Повествователь — сам Чосер, доведенный до состояния святой простоты: он оживлен, бесконечно добродушен, верит всему, что говорят, и обладает удивительной способностью восхищаться даже теми ужасными свойствами, что проявляют некоторые из его двадцати девяти спутников. Э. Тэлбот Дональдсон, самый умудренный и гуманный из писавших о Чосере, подчеркивает, что Чосер-паломник, как правило, «не сознает значения того, что видит — как бы ясно он это ни видел» и при этом постоянно выражает «добродушное восхищение умелым воровством». Возможно, Чосер-паломник — это не столько Лемюэль Гулливер (как считает Дональдсон), сколько не самая добрая пародия на пилигрима Данте, яростного, категоричного, зачастую снедаемого ненавистью — апокалиптического нравоучителя, который, как правило, более чем сознает значение того, что он видит с такой ужасающей ясностью. Столь тонко подшутить над поэтом, чья творческая спесь, без сомнения, отталкивала автора «Дома славы», — ирония совершенно чосеровская.

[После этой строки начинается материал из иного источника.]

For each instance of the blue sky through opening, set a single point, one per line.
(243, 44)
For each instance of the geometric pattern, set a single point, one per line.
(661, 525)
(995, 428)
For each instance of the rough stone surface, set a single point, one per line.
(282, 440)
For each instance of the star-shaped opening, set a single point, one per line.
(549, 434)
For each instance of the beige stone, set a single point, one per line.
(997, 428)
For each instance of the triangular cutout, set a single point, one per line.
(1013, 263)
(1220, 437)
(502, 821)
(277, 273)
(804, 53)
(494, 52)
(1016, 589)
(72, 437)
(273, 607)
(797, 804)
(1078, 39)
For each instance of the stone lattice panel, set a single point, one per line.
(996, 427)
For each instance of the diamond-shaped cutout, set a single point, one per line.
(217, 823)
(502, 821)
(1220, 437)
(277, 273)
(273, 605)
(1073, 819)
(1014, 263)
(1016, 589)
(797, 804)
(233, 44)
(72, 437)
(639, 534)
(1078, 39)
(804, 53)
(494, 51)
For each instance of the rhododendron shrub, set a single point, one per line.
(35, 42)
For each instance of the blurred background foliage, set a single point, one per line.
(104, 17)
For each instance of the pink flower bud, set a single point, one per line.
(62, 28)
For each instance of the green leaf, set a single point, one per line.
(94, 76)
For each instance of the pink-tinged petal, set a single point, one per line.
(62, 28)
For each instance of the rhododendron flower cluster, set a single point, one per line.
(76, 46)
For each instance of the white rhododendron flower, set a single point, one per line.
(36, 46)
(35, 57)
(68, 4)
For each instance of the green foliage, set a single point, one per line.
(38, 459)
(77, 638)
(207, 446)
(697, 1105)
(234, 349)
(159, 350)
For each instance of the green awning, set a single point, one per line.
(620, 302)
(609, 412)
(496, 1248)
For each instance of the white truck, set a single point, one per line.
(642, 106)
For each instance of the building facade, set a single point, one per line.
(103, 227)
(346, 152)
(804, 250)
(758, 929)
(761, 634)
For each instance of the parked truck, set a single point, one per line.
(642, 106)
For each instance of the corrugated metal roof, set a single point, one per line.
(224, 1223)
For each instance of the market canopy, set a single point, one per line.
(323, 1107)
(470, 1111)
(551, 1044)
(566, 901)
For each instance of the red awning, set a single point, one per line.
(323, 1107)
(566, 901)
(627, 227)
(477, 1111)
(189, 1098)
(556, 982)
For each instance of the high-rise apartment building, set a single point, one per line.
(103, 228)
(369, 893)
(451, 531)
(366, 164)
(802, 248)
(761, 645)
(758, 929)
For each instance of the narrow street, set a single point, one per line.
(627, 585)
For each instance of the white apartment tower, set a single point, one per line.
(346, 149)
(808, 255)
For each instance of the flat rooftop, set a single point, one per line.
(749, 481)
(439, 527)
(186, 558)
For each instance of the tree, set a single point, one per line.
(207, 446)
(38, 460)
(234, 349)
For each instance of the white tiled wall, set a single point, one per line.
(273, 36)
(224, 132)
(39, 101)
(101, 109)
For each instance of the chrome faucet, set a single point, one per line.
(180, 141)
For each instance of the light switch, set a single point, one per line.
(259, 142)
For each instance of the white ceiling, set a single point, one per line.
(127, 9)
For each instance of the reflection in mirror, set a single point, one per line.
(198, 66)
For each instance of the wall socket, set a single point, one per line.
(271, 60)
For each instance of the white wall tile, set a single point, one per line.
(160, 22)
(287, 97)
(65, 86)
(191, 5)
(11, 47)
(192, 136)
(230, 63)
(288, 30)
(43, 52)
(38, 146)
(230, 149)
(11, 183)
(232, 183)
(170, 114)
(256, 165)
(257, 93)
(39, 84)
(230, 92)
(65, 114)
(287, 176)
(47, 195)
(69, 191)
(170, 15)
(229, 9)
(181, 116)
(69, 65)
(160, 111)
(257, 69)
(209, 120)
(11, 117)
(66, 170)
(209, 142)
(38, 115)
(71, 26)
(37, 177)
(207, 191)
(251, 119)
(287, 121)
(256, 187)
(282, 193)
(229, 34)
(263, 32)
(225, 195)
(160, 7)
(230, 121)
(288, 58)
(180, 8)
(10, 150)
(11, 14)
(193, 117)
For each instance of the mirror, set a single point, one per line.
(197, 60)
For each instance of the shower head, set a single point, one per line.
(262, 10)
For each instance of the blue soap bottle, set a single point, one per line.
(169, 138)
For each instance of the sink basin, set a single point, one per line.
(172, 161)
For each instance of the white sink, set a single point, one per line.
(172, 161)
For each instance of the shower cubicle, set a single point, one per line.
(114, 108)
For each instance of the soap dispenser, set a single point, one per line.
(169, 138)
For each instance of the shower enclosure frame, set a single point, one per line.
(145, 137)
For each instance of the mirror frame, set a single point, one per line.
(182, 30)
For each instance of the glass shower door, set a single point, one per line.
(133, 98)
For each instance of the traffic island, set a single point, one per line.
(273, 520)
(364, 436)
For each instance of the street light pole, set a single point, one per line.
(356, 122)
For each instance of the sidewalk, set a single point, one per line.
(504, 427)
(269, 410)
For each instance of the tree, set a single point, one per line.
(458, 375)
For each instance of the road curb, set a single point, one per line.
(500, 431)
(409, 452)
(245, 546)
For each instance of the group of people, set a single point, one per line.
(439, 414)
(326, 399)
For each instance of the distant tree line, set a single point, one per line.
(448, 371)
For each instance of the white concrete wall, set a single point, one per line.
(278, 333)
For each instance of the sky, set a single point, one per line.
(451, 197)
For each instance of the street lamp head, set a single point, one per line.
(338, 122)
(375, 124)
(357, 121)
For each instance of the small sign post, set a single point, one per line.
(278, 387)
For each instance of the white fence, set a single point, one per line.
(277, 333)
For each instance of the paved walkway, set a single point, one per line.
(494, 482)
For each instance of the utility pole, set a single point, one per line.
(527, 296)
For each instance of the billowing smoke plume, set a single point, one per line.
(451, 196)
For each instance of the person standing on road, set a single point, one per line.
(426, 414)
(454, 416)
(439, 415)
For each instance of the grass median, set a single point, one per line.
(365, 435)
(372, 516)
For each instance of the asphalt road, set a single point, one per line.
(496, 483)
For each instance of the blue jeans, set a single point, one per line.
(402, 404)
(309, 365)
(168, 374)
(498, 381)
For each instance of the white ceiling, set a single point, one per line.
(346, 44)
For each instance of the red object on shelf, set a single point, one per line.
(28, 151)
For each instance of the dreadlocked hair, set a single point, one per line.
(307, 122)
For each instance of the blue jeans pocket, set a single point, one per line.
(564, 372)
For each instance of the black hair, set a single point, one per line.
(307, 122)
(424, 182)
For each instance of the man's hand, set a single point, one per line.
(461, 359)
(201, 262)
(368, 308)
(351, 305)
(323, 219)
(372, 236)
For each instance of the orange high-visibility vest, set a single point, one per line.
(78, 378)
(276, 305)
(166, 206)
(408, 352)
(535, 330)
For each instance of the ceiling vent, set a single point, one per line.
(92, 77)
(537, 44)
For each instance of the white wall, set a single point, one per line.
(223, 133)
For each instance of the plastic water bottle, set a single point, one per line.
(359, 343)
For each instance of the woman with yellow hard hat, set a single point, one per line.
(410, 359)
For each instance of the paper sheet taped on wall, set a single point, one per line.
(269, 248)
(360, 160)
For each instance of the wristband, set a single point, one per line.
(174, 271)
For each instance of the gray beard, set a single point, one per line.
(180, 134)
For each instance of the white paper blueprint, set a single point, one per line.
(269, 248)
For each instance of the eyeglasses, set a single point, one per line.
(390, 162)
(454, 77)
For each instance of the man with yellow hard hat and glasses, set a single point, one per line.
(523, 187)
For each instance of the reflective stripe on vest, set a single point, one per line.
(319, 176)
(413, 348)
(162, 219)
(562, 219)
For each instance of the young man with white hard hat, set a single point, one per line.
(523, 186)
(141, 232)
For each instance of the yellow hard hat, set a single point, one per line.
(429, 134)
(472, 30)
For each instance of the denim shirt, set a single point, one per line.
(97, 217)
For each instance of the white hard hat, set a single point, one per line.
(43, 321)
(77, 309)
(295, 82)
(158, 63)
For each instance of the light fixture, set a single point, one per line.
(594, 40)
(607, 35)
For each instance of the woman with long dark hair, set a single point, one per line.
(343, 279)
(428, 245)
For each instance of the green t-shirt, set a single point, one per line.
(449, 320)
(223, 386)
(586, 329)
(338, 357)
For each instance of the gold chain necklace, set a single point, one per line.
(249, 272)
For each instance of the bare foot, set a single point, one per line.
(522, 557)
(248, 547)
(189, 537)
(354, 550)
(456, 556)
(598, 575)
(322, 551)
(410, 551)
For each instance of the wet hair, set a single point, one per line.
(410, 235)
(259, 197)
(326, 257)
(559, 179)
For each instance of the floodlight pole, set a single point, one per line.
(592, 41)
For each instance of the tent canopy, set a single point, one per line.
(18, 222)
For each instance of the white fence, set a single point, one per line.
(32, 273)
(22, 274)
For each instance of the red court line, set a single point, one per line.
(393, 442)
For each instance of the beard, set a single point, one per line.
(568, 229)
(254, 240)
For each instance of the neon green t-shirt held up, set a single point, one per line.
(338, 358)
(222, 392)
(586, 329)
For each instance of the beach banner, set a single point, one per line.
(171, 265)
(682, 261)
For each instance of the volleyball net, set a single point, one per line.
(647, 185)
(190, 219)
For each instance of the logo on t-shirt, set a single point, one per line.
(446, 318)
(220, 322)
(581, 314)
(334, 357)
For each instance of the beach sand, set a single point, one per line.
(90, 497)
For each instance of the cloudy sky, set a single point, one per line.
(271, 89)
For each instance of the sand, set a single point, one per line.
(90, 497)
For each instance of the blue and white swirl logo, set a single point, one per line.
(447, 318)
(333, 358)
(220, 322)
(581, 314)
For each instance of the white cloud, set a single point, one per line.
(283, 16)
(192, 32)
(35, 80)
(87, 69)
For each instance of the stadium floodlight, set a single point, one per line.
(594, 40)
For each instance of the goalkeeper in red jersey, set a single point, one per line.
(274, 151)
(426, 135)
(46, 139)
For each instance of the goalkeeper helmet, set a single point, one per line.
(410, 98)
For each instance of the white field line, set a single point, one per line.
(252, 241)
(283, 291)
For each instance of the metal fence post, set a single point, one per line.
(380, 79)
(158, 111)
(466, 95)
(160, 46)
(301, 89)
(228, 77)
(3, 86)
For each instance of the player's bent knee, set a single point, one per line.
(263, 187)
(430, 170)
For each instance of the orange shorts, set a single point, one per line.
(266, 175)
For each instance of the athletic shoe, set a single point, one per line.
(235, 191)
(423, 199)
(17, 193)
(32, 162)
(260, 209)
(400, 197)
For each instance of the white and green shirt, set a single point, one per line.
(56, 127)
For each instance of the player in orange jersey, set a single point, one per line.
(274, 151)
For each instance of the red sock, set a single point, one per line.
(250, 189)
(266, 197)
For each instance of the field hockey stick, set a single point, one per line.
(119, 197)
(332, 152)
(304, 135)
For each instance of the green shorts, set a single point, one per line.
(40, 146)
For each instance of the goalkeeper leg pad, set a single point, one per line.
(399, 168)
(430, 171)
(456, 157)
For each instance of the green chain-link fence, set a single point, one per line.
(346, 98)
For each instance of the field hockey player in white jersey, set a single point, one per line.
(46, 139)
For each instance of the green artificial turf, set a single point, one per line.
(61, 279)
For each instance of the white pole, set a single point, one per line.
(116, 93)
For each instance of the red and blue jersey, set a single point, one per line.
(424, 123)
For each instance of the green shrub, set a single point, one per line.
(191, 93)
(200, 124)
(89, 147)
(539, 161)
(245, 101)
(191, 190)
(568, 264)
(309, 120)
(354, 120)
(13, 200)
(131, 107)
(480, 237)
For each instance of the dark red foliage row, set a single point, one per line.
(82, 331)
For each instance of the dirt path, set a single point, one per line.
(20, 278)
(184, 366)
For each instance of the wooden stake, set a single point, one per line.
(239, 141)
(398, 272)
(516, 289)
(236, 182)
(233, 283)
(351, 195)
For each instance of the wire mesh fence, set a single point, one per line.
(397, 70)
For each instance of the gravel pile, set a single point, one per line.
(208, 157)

Настоящий Чосер, комический иронист, управляющий внешне невыразительным паломником, выказывает отстраненность и почти шекспировскую приимчивую беспристрастность — насколько вообще можно судить о взглядах Шекспира. Обоим поэтам отстраненность помогает создать искусство умолчания: мы часто затрудняемся объяснить, почему, описывая каждого по отдельности, Чосер-паломник припоминает одни детали и забывает или опускает другие. В случае двух наиболее интересных персонажей, Батской ткачихи и Продавца индульгенций (далее — Продавца), это искусство избирательной памяти дает Шекспиров отзвук. Ховард проницательно замечает, что Чосер пошел дальше Боккаччо, поняв, что «рассказ каждого может многое рассказать о том, кто его рассказывает», и таким образом — допустим — заполнить иные из лакун, оставленных Чосером-паломником. Мы должны — по крайней мере, иногда — верить рассказу, а не рассказчику, особенно когда рассказчик столь впечатляющ, как Батская ткачиха или Продавец. Но, разумеется, Чосер-паломник даже более впечатляющ, чем они, поскольку мы не можем знать наверняка, так ли он наивен, как явно хочет казаться. Некоторые исследователи утверждают, что повествователь пугающе искушен, что он на самом деле Чосер-поэт, скрывающийся от своих спутников за коварной невыразительностью и ничего не упускающий из виду.